“因為個人原因晚歸”、“不小心被私家車剮蹭了一下”、“傷得不重,只是暫時喪失自由行動能力”、“不會留下後遺症”……

“肇事車主沒有逃逸”、“對,他人挺好的,當時就把我送到了醫院,還承擔了一切醫療費用”、“我這輩子都沒住過這麼高階的病房”……

“呃,不是酒駕!好像只是新手上路”、“肯定不是故意的啊,我跟他無冤無仇的,他撞了我能有什麼好處嘛”、“其實也算因禍得福了,這個大哥跟我說我養好傷之後要是願意可以去他家公司實習,哈哈”……

用大量的甜頭彌補少量的苦頭,令受害者不僅不覺得辛苦,甚至以為自己佔到了便宜,心生竊喜。
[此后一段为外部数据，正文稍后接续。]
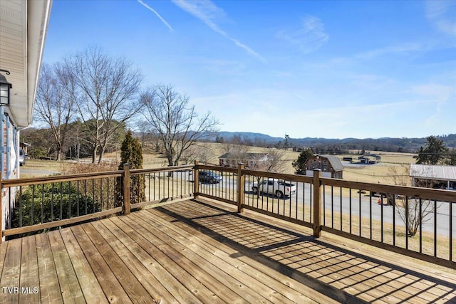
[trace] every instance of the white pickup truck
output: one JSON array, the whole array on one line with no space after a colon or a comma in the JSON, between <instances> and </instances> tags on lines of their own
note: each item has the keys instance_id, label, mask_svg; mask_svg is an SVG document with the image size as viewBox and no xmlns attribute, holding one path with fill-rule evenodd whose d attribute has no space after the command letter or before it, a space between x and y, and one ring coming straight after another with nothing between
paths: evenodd
<instances>
[{"instance_id":1,"label":"white pickup truck","mask_svg":"<svg viewBox=\"0 0 456 304\"><path fill-rule=\"evenodd\" d=\"M252 191L254 194L265 193L273 194L278 198L284 196L289 196L296 194L296 185L280 179L265 179L259 184L254 183L252 186Z\"/></svg>"}]
</instances>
這樣掌控全域性、拿捏人心、周全妥帖的處事方法,何止似曾相識。

廖京臣的呼吸幾乎要凝固了。

真相尚未經過二次查證,可行事特徵如此鮮明,一個名字已經在他喉嚨裡呼之欲出。

“為什麼……”廖京臣喃喃。

他以“高調而盛大的告別”來鞏固威望的計劃,不是說服了他嗎?

他參演戲劇社年度舞臺劇的事,不是在他那裡得到了允許嗎?

那場費盡心機、如履薄冰的博弈,他不是……勝了嗎?

手裡的檔案彷彿在對他發出無聲的嘲笑。

廖京臣幾欲作嘔。

他用力地閉了閉眼,手指在顫,放下資料夾的動作像在逃跑,有股狼狽的倉皇。

夜色吞沒天幕,露出一彎被啃食得所剩無幾的月亮。

凌晨三點,廖宅燈火已熄,二樓悄然飄出一個名為廖京臣的身影,殘魂似的走進廖鴻靖的書房。

開機,輸入密碼,查詢資訊。

真相來得如此輕而易舉,也因此更顯得殘酷而引人發笑。

一張照片,照片裡的鄔興陽躺在病床上,睡得很沉,面色紅潤,唯有右腿被吊起,看上去是個算不上有多痛苦的病患。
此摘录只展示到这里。